Со странной мыслью, что только город – настоящее, а это все призрак, и что если закрыть глаза и потом открыть их, то никакого поля не будет, – Юрасов крепко зажму­рился и притих. И сразу стало так хорошо и необыкновенно что уже не захотелось снова открывать глаза, да и не нужно было: исчезли мысли и сомнения и глухая постоянная трево­га; тело безвольно и сладко колыхалось в такт дыханиям вагона, и по лицу нежно струился теплый и осторожный воздух полей. Он доверчиво поднимал пушистые усы и шеле­стел в ушах, а внизу, под ногами расстилался ровный и мелодичный шум колес, похожий на музыку, на песню, на чей-то разговор о далеком, грустном и милом. И Юрасову смутно грезилось, что от самых ног его, от склоненной головы и лица, трепетно чувствующего мягкую пустоту пространства, начинается зелено-голубая бездна, полная тихих слов и робкой, притаившейся ласки. И так странно – как будто где-то далеко шел тихий и теплый дождь.

Поезд замедлил бег и остановился на мгновение, на одну минуту.
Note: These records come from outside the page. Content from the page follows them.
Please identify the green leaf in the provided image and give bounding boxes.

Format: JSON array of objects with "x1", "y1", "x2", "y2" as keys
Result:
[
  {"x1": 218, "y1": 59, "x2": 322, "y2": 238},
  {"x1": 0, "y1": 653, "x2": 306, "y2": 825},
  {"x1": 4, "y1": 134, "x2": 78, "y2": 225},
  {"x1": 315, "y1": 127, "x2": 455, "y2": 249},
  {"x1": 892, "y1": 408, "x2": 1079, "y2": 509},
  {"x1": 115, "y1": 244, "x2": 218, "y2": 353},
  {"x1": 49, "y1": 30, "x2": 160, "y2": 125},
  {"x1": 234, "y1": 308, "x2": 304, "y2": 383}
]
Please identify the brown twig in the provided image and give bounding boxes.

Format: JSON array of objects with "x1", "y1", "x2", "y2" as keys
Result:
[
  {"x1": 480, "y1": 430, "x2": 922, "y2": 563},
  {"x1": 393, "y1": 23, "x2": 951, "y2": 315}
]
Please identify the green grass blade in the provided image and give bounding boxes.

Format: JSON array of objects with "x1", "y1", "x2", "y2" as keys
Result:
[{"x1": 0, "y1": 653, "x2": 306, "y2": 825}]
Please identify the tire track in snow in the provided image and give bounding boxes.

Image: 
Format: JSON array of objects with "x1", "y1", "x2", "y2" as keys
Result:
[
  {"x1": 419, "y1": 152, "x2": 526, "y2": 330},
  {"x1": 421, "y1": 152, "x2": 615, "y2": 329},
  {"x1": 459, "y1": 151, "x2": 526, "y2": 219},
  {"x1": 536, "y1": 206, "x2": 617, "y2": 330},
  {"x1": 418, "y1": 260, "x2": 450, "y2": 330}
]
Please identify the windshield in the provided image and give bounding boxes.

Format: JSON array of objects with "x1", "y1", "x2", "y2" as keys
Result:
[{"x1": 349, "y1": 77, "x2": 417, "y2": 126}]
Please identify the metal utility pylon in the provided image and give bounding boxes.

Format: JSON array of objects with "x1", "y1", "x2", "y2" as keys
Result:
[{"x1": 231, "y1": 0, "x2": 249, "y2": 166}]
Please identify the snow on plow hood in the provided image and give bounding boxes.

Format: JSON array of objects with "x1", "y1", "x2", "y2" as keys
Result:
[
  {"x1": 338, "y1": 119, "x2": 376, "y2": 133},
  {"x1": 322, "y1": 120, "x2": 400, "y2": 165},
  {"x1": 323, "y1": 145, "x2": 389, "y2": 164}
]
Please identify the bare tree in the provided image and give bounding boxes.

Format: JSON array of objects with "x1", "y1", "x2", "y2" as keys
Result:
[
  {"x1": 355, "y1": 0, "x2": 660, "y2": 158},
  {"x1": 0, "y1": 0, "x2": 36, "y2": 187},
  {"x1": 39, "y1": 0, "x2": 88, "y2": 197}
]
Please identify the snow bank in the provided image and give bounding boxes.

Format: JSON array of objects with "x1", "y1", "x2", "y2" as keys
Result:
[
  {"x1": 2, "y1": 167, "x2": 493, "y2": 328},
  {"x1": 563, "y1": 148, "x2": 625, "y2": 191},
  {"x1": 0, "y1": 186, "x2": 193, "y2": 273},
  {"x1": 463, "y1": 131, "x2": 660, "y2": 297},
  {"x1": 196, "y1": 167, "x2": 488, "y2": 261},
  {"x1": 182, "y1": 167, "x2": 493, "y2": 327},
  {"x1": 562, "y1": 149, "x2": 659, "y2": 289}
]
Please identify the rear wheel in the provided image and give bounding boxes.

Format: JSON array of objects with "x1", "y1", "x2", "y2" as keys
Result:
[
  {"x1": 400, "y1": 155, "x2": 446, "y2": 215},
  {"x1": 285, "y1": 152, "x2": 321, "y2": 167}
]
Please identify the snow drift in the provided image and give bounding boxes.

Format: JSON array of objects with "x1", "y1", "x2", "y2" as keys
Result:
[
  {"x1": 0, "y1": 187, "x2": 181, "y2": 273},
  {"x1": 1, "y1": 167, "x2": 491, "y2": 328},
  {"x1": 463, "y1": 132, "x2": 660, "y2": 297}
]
И сразу со всех сторон Юрасова охватила такая необъятная и сказочная тишина, как будто это была не минута, пока стоял поезд, а годы, десятки лет, вечность. И все было тихо: темный, облитый маслом маленький ка­мень, прильнувший к железному рельсу, угол красной крытой платформы, низенькой и пустынной, трава на откосе. Пахло березовым листом, лугами, свежим навозом – и этот запах был все той же всевременною необъятной тишиною. На смежное полотно, неуклюже цепляясь за поручни, соско­чил какой-то пассажир и пошел. И такой был он странный, необыкновенный в этой тишине, как птица, которая всегда летает, а теперь вздумала пойти. Здесь нужно летать, а он шел, и тропинка была длинная, безвестная, а шаги его ма­ленькие и короткие. И так смешно перебирал он ногами – в этой необъятной тишине.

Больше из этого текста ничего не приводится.